Ten overvloede dringt zich de vaststelling op dat verzoekers huidige bewering, dat hij te goeder trouw was en niet op de hoogte van het samenscholingsverbod, niet kan overtuigen. Hij betwist ook dat zijn gedrag een actueel gevaar voor de openbare orde inhoudt.
 
In het MB van 23 maart 2020 worden bepaalde gedragingen uitdrukkelijk verboden en de inbreuken op de artikelen 5 en 8 van het MB van 23 maart 2020, die betrekking hebben op het samenscholingsverbod en het verbod op niet-essentiële verplaatsingen, worden “beteugeld (…) met de straffen bepaald door artikel 187 van de wet van 15 mei 2007 betreffende de civiele veiligheid” (artikel 10, §1, van het MB van 23 maart 2020).
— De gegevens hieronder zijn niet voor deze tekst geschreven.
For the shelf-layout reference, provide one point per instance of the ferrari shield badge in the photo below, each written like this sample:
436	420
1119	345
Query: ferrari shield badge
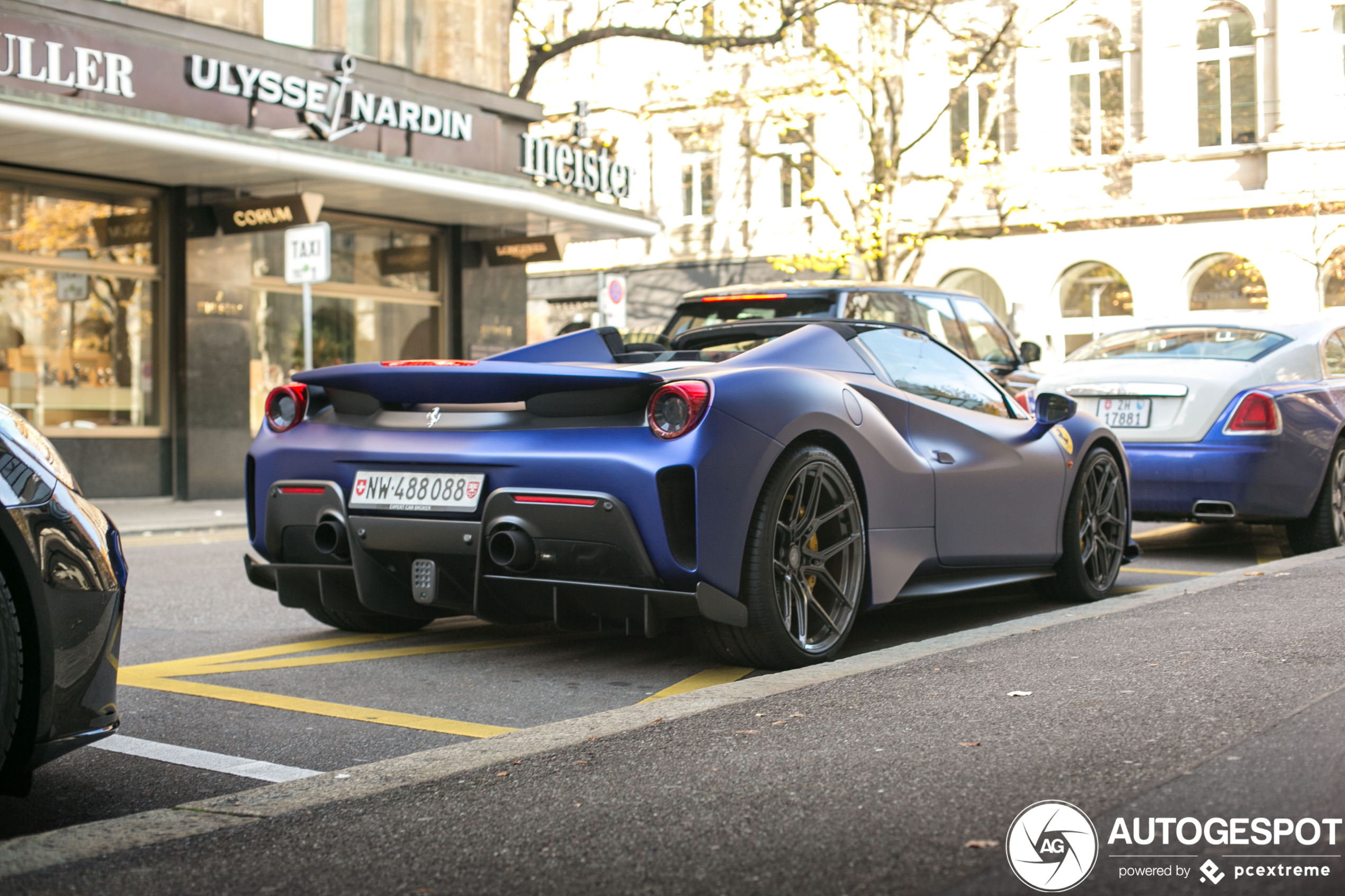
1063	437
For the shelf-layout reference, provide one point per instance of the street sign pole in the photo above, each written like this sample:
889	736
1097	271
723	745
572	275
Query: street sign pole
308	260
308	325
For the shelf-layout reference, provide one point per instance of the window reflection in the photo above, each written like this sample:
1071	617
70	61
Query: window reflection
77	321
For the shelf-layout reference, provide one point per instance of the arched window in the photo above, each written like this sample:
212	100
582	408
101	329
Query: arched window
980	284
1226	78
1333	280
1097	93
1224	283
1092	289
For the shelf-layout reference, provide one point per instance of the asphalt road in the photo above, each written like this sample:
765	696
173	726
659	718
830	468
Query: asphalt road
189	601
1221	703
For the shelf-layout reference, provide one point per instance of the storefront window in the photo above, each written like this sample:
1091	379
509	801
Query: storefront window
382	303
78	300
Er worden in het MB van 23 maart 2020 geen uitzonderingen voorzien voor personen die te goeder trouw zouden zijn of niet op de hoogte zouden zijn.
 
Samen met de verwerende partij in haar nota met opmerkingen wijst de Raad op de inspanningen die werden geleverd om het publiek te informeren over deze maatregelen. Bovendien was het effect van deze maatregelen uitermate zichtbaar in het straatbeeld zodat verzoeker zich niet dienstig op zijn onwetendheid of goede trouw kan beroepen. Door het feit dat verzoeker op 5 mei 2020 samen met anderen in een lichte vrachtwagen werd aangetroffen bij het overschrijden van een landsgrens, kan verzoeker niet dienstig voorhouden dat de inbreuk op de openbare orde op het ogenblik van het nemen van de beslissing op 6 mei 2020 niet actueel was. In de overwegingen die aan het MB van 23 maart 2020 voorafgaan, wordt aangehaald dat “onmiddellijk” dient te worden overgegaan “tot het opleggen van de maatregelen die onontbeerlijk zijn voor de volksgezondheid” en dat “een politiemaatregel houdende het samenscholingsverbod bijgevolg onontbeerlijk en proportioneel is”. De gemachtigde van de minister ging geenszins onzorgvuldig of kennelijk onredelijk te werk door te stellen dat het gedrag van verzoeker “(g)elet op de medisch zeer gevaarlijke aard van dit virus” “van een absoluut misprijzen (getuigt) voor de maatregelen door de Belgische overheid uitgevaardigd ter vrijwaring van de Volksgezondheid. (PV nr BG.62.OE.000929/20., dd 06/05/2020, opgesteld door WPR Jabbeke)” en dat hij “door zijn gedrag geacht wordt de openbare orde te kunnen schaden”, zoals voorzien in artikel 7, eerste lid, 3°, van de vreemdelingenwet. Het bevel om het grondgebied te verlaten is ook op dit punt deugdelijk gemotiveerd en er is geen sprake van een kennelijke beoordelingsfout.